BEGEGNUNG MIT DEM DÄMON
In dem nächtlichen Schwitzhüttenritual, an dem ich vor nunmehr zehn Jahren teilnahm, herrschte kein besonders guter Geist. Zum Teil hatte es mit mir zu tun; ich war überarbeitet und hatte zuvor zu wenig schlafen können. Da irritierte es, splitternackt und eng zusammengedrängt mit schwitzenden langhaarigen Indianerfreaks, die man eigentlich nicht kannte, im dunklen »Bauch der Erdmutter« zu hocken. Die rot glühenden Steine in der Mitte des runden, mit Decken und Filzmatten behangenen Weidengestells strahlten eine erdrückende Hitze aus, aber am Rücken zog es empfindlich kalt durch die Ritzen. Die geführte Meditation, die feierliche Einberufung des göttlichen Adlers, des Bisons und anderer indianischer Krafttiere durch den Schwitzhüttenleiter, sprach mich nicht besonders an. Wir waren im Neckartal, irgendwo zwischen chemiegetränkten Weinbergen und kahlem Ackerland in der Nähe von Heidelberg; da sollte man sich doch auf die Krafttiere und Geistwesen der hiesigen, uns unmittelbar umgebenden Natur einstimmen und nicht in irgendwelche Abstraktionen abheben. Es ging doch darum, sich mit der Erde hier, den Pflanzen, Tieren und Geistern zu verbinden! Als dann der kosmische Schelm, der Kojote Shawnodese, der den Süden beherrscht und den warmen Regen bringt, aufgerufen wurde, wendete sich der Zeremonienmeister an mich: »Wolf, sicher kennst du ihn, den trickster, den göttlichen Schelm, aus deiner Zeit in den Rocky Mountains.«
Da meldete sich mein Ego zu Wort, plusterte sich auf, fand die bedeutungsschwere Stimme des erfahrenen Weisen und antwortete: »Ja, sicher, Shawnodese kenne ich gut!«
In der Morgendämmerung, als die Schwitzhütte vorüber war, rollte ich mich im taunassen Gras, um mich abzukühlen. Da biss sich eine Zecke unter meinem Bauch fest. Gemerkt habe ich das aber erst zwei Tage später. Das Spinnentier hatte mich in einer immunschwachen Situation angefallen. Vielleicht war es doch Shanowdese, der mich erwischt hatte und mir den Egotrip heimzahlte. Man soll die Götter nicht herausfordern und darf mit den heiligen Dingen nicht herumspielen – das hatten mir befreundete Cheyenne-Medizinmänner immer wieder gesagt.
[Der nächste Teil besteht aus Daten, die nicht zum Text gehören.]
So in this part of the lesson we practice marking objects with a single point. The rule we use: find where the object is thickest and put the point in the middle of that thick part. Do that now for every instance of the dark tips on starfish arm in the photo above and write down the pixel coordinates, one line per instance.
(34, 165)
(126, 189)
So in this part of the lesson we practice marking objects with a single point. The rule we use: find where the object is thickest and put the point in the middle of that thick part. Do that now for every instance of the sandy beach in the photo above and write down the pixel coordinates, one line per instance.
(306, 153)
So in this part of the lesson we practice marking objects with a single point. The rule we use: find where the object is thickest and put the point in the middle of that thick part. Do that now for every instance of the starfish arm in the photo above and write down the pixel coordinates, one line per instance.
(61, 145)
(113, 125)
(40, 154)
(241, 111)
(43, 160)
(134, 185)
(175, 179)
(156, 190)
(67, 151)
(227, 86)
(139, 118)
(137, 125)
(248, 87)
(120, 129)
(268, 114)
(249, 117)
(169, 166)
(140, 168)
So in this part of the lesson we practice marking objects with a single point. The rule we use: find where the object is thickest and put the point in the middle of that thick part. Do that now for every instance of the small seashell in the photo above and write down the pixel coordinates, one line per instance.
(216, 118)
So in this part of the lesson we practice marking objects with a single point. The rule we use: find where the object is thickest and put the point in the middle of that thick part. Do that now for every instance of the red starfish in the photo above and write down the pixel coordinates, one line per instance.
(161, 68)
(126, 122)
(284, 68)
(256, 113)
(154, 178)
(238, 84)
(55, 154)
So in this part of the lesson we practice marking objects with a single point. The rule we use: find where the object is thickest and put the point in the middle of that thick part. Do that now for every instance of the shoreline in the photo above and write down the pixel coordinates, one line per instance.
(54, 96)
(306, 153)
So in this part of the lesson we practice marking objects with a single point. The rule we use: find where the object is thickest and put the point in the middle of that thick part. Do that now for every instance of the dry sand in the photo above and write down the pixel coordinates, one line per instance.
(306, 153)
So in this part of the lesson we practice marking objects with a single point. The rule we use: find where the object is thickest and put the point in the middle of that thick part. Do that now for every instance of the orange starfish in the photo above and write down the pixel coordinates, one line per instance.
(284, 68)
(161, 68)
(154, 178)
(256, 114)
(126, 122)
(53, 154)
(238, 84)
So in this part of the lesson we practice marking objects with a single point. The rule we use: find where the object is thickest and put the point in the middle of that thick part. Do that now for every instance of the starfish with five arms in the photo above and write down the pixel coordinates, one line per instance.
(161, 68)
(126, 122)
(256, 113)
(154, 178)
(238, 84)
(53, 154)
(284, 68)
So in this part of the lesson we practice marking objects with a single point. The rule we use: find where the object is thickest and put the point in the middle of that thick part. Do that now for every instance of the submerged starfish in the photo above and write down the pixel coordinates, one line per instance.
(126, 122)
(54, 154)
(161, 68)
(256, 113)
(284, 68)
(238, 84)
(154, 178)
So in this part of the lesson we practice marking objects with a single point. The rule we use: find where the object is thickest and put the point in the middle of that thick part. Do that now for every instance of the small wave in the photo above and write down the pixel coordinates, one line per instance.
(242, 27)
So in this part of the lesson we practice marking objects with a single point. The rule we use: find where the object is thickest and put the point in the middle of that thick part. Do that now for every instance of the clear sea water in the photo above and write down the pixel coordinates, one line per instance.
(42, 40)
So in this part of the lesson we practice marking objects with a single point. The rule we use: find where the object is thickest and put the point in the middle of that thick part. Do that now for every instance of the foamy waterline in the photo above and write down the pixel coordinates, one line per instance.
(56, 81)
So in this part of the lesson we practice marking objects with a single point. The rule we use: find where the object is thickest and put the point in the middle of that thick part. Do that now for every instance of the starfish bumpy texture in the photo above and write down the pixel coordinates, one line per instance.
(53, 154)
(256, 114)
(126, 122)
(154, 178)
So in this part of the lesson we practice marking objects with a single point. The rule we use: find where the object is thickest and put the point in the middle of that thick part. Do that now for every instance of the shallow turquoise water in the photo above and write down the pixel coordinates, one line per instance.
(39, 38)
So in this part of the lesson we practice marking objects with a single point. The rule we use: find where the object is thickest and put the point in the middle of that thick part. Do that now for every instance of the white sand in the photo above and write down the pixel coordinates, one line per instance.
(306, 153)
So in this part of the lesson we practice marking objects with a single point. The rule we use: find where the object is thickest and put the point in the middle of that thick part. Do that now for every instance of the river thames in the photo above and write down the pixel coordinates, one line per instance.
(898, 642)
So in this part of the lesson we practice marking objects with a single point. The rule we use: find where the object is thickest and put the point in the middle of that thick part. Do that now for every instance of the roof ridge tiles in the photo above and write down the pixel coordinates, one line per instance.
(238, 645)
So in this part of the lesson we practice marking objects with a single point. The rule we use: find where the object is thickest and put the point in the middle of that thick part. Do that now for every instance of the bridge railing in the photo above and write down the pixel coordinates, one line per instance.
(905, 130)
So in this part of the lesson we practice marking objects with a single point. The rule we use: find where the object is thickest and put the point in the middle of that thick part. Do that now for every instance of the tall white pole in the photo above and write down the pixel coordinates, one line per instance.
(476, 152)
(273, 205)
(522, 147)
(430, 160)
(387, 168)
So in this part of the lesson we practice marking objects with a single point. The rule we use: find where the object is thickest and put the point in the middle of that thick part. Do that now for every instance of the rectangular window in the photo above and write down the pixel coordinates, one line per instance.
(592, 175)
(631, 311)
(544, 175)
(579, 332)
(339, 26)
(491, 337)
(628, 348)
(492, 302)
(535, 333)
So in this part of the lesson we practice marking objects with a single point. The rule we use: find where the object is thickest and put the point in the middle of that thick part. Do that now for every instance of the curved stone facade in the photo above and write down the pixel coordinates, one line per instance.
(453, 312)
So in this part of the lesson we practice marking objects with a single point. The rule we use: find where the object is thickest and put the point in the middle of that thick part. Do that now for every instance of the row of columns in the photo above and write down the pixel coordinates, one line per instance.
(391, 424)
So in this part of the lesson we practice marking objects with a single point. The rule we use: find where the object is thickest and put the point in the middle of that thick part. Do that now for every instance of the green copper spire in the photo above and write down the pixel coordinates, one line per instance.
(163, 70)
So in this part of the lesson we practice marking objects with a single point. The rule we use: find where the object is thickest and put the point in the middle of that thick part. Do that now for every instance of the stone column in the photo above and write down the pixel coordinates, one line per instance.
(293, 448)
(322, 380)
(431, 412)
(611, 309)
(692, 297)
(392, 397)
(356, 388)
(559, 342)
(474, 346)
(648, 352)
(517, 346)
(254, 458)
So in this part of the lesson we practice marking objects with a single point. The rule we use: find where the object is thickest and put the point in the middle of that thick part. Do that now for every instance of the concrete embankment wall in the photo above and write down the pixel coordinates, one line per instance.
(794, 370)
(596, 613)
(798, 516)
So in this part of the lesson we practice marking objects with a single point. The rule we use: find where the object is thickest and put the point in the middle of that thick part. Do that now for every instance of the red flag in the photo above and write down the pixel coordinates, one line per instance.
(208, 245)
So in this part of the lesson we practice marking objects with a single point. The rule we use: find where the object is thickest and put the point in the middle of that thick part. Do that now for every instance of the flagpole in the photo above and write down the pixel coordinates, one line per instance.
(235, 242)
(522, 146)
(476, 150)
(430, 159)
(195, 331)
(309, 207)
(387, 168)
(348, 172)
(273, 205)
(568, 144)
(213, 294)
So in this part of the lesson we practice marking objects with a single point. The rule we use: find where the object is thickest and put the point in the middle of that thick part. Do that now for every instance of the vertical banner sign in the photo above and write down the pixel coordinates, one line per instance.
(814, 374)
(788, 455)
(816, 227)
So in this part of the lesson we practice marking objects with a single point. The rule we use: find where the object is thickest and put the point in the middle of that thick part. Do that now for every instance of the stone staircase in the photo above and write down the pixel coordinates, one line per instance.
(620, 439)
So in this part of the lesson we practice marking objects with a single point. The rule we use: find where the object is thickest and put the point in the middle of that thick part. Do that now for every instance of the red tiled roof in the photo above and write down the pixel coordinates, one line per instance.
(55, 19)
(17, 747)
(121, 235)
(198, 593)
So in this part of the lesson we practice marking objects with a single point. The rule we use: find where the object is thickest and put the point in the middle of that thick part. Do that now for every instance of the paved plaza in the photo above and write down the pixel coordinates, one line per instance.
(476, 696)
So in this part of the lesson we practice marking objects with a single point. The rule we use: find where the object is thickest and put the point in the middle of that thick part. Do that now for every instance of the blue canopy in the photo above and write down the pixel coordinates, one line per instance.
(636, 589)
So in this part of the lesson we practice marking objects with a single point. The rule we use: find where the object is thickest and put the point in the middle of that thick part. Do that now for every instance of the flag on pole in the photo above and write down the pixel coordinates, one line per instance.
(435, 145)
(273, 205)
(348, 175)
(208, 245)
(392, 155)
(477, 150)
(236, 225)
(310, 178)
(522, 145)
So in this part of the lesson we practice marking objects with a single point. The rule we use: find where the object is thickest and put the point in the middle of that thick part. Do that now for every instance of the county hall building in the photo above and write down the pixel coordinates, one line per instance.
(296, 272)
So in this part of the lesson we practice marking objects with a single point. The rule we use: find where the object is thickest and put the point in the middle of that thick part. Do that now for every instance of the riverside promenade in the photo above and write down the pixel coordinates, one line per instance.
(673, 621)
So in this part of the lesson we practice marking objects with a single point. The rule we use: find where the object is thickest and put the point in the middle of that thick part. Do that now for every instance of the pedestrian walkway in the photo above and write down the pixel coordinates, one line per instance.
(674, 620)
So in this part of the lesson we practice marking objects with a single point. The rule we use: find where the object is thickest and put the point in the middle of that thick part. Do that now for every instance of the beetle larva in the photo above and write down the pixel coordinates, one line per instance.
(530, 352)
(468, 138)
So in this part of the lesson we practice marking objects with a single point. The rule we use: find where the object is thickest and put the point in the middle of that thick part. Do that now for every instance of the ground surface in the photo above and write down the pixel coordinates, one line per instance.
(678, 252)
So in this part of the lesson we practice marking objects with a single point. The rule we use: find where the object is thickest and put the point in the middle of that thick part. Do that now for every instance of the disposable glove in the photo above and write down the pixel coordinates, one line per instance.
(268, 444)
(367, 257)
Bald darauf formte sich, von der Bissstelle ausgehend, der rote, wandernde Ring, das sogenannte Erythema migrans. Auch sonst fühlte ich mich nicht wohl, war schlapp und reizbar, hatte Kopfschmerzen, schlief schlecht, sah nicht mehr scharf, und der Lymphknoten in der Leiste schwoll etwas an. Ein befreundeter Arzt, der sich sonst sehr für die Phytotherapie einsetzt, diagnostizierte Borreliose und redete mir eindringlich ins Gewissen: »Bei der Borreliose hört es mit den Kräutern auf, hier helfen nur Antibiotika, und zwar massive!« In drastischen Bildern malte er den Verlauf der durch Zeckenbiss übertragenen Ansteckung mit dem Bakterium Borrelia burgdorferi aus: Wenn man nicht sofort mit Antibiotika anrückt, würde es im zweiten Stadium der Infektion zu Lähmungen, Arthritis, wandernder Gelenkentzündung, Herzschäden und schließlich auch zu neurologischen Ausfällen oder Gehirnhautentzündung führen. Im dritten Stadium landet man im Rollstuhl, weil die Gelenke versagen, und zuletzt kann es zu Störungen der Bewegungskoordination (Ataxie), Hirnnervenausfall und sogar zu schweren Psychosen kommen. Das Bakterium sei eine der Syphilis verwandte Spirochäte. Und wie diese schreckliche Geschlechtskrankheit ist die Infektion rezidiv, das heißt, die Krankheit verläuft in Schüben, die Symptome setzen zeitweilig aus, sodass der Patient glaubt, er sei auf dem Weg der Heilung, und kehren dann umso heftiger zurück.